Texarkana Gazette

Synthesize­r pro Peter Zinovieff dies

- By Jon Pareles

Peter Zinovieff, a composer and inventor whose pioneering synthesize­rs shaped albums by Pink Floyd, David Bowie, Roxy Music and Kraftwerk, died on June 23 in Cambridge, England. He was 88.

His death was announced on Twitter by his daughter Sofka Zinovieff, who said he had been hospitaliz­ed after a fall.

Zinovieff oversaw the design of the first commercial­ly produced British synthesize­rs. In 1969, his company, EMS (Electronic Music Studios), introduced the VCS3 (for “voltage controlled studio”), one of the earliest and most affordable portable synthesize­rs. Instrument­s from EMS soon became a staple of 1970s progressiv­e-rock, particular­ly from Britain and Germany. The company’s slogan was “Think of a sound, now make it.”

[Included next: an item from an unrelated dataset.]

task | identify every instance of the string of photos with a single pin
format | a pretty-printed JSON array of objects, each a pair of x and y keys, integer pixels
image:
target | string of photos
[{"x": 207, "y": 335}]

Peter Zinovieff was born on Jan. 26, 1933, in London, the son of émigré Russian aristocrat­s: a princess, Sofka Dolgorouky, and Leo Zinovieff. His parents divorced in 1937.

Peter’s grandmothe­r taught him piano when he was in primary school. He attended Oxford University, where he played in experiment­al music groups while earning a Ph.D. in geology. He also dabbled in electronic­s.

He married Victoria Heber-Percy, then 17, who came from a wealthy family. She and her parents were unhappy with the extensive travel that a geologist’s career required. After Zinovieff worked briefly for the Air Ministry in London as a mathematic­ian, he turned to making electronic music full time, supported by his wife.

He bought tape recorders and microphone­s and found high-quality oscillator­s, filters and signal analyzers at military-surplus stores. Daphne Oram, the electronic-music composer who was a co-founder of the BBC Radiophoni­c Workshop, taught him techniques of making music by splicing together bits of sound recorded on magnetic tape in the era of musique concrète.

But Zinovieff decided that cutting tape was tedious. He built a primitive sequencer — a device to trigger a set of notes repeatedly — from telephone-switching hardware, and he began working on electronic sequencers with the electrical engineers Mark Dowson and Dave Cockerell. They realized that early digital computers, which were already used to control factory processes, might also control sound processing.

Zinovieff’s wife sold her pearl and turquoise wedding tiara for 4,000 British pounds, now about $96,000, to finance Zinovieff’s purchase of a PDP-8 computer designed by the Digital Equipment Corporatio­n. Living in Putney, a district of London, Zinovieff installed it in his garden shed, and he often cited it as the world’s first home computer. He added a second PDP-8; the two units, which he named Sofka and Leo, could control hundreds of oscillator­s and other sound modules.

The shed was now an electronic-music studio. Cockerell was an essential partner; he was able to build the devices that Zinovieff envisioned.

In 1966, Zinovieff formed the short-lived Unit Delta Plus with Delia Derbyshire (who created the electronic arrangemen­t of Ron Grainer’s theme for the BBC science fiction institutio­n “Doctor Who”) and Brian Hodgson to make electronic ad jingles.

Peter Grogono, a programmer working with Cockerell and Zinovieff, devised software to perform digital audio analysis and manipulati­on, presaging modern sampling.

In 1969, Zinovieff, Cockerell and Tristram Cary, an electronic composer with his own studio, formed EMS. They built a rudimentar­y synthesize­r the size of a shoe box for Australian composer Don Banks that they later referred to as the VCS1.

In November, they unveiled the more elaborate VCS3, also known as the Putney. It used specificat­ions from Zinovieff, a case and controls designed by Cary and circuitry designed by Cockerell (who drew on Robert Moog’s filter design research). It was priced at 330 pounds, about $7,700 now.

Yet the VCS3 was smaller and cheaper than other early synthesize­rs; the Minimoog didn’t arrive until 1970 and was more expensive. The original VCS3 had no keyboard and was best suited to generating abstract sounds, but EMS soon made a touch-sensitive keyboard module available. The VCS3 also had an input so it could process external sounds.

Musicians embraced the VCS3 along with other EMS instrument­s.

EMS synthesize­rs are prominent in songs like Pink Floyd’s “On the Run,” Roxy Music’s “Virginia Plain” and Kraftwerk’s “Autobahn,” and the Who used a VCS3 to process the sound of an electric organ on “Won’t Get Fooled Again.” King Crimson, Todd Rundgren, Led Zeppelin, Tangerine Dream, Aphex Twin and others also used EMS synthesize­rs.

Zinovieff learned new software, on computers exponentia­lly more powerful than his 1970s equipment, and returned to composing throughout the 2010s, including pieces for cello and computer, for violin and computer and for computer and the spoken word.

Zinovieff’s first three marriages ended in divorce. He is survived by his fourth wife, Jenny Jardine, and by six children. and nine grandchild­ren.